Aquí es donde se revela la verdadera hipocresía de la política exterior estadounidense: mientras promueven un discurso de derechos humanos y democracia, deportan masivamente a personas —muchas veces menores de edad— que llegan huyendo de la violencia, la pobreza y el colapso institucional provocado, entre otras cosas, por décadas de intervencionismo extranjero. Y luego se atreven a insinuar que cobrar impuestos a las remesas es una medida razonable.

En este escenario, el gobierno de México no puede ni debe quedarse en la retórica diplomática. Es momento de ejercer una política exterior firme, soberana y con sentido social. No estamos solos: hay una región entera que enfrenta el mismo desafío. La integración latinoamericana no es una opción romántica, sino una necesidad urgente ante el colapso del modelo neoliberal y las nuevas formas de agresión económica.

Pero mientras se libran estas batallas en el plano internacional, en el frente interno tampoco podemos bajar la guardia. El reciente anuncio de que los siete ministros disidentes de la reforma judicial no participarán con su voto en la elección extraordinaria del próximo domingo es otra muestra de la decadencia de un poder judicial secuestrado por intereses corporativos. Norma Piña, Javier Laynez Potisek, Jorge Mario Pardo Rebolledo, Margarita Ríos Farjat, Juan Luis González Alcántara Carrancá, Alberto Pérez Dayán y Alfredo Gutiérrez Ortiz Mena no son jueces: son operadores políticos de la oligarquía disfrazados de magistrados.

Se niegan a participar porque saben que han perdido toda legitimidad. Ya cobraron sus “haberes de retiro” —que no son otra cosa que pensiones doradas pagadas con dinero del pueblo— y ahora buscan sabotear desde la sombra cualquier intento de democratizar la justicia. Su negativa a ejercer su deber constitucional en un momento crucial para el país revela el verdadero rostro del “cártel de la toga”: una élite privilegiada que se resiste a perder sus privilegios y que actúa como un partido político más, alineado con el PRIAN, Movimiento Ciudadano y demás satélites del viejo régimen.
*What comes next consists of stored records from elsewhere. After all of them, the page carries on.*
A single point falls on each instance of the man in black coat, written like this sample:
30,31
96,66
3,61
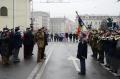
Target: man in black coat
17,38
28,43
82,53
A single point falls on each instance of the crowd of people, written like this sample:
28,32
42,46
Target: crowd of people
12,40
63,37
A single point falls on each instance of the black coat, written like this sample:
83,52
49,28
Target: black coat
82,50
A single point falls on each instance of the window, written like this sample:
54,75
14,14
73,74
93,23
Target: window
3,11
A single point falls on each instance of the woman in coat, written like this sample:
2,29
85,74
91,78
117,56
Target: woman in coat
82,53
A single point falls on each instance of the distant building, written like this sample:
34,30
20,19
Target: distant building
61,25
41,19
95,21
21,13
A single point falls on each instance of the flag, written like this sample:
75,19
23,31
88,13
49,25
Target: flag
81,23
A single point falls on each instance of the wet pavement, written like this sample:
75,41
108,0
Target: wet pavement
61,63
20,70
60,66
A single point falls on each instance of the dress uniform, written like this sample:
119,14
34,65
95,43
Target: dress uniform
28,41
5,46
82,53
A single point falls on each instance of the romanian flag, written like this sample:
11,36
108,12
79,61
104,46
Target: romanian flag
80,24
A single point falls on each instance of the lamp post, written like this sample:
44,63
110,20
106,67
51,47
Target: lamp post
13,15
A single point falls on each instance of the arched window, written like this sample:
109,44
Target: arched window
3,11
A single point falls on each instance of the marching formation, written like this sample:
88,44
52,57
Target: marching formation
12,40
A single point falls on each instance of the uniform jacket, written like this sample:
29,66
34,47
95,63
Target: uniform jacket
28,39
40,39
17,40
82,50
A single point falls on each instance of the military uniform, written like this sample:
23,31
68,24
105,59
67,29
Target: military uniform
5,46
28,42
40,39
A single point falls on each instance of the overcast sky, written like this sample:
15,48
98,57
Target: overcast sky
84,7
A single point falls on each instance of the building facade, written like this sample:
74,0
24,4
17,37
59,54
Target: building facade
14,13
41,19
95,21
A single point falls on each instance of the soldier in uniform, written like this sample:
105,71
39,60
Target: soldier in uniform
5,46
70,37
28,42
40,39
93,42
74,36
100,48
17,38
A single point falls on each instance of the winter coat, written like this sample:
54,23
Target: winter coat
82,50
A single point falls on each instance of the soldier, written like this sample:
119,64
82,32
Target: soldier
93,42
82,53
70,37
74,36
5,46
17,44
100,44
66,36
40,39
28,42
11,42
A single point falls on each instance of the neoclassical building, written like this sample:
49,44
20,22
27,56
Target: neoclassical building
14,13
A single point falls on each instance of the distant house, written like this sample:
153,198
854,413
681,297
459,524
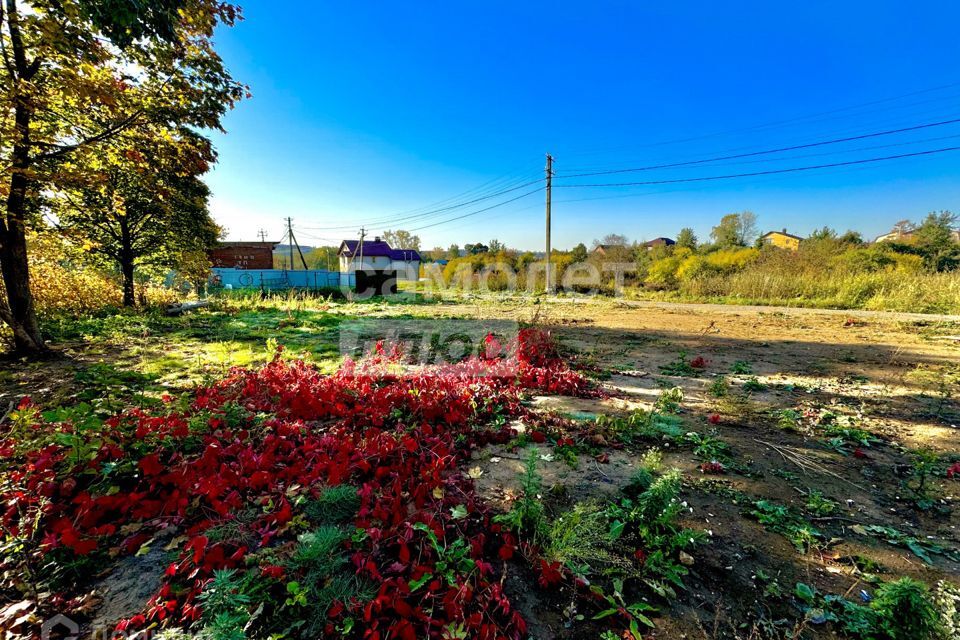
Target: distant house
658,242
904,235
243,255
377,255
607,249
781,240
No es casualidad que estas élites judiciales y políticas coincidan en sus ataques al gobierno de la Cuarta Transformación. Ambos temen lo mismo: un pueblo consciente y organizado que ya no se deja engañar. Por eso mienten, manipulan y recurren al caos como estrategia. Pero lo que no entienden es que México ya cambió. Que hoy hay un gobierno que, con errores y aciertos, pone en el centro al pueblo, y no a las cúpulas empresariales ni a los intereses extranjeros.

La amenaza de Trump, las remesas, las deportaciones, la migración, la reforma judicial… todo está conectado. Son piezas de un mismo tablero en el que se juega el futuro de nuestra soberanía. No podemos permitir que nos arrebaten lo que con tanto esfuerzo hemos construido. La defensa de nuestra dignidad nacional no se negocia ni se suplica: se ejerce con firmeza, con unidad y con justicia.

Porque, al final del día, el problema no es si los consumidores gringos pagarán o no el impuesto a las remesas. El verdadero problema es si México seguirá siendo rehén del imperialismo disfrazado de política fiscal. Y la respuesta debe ser clara: no lo seremos más.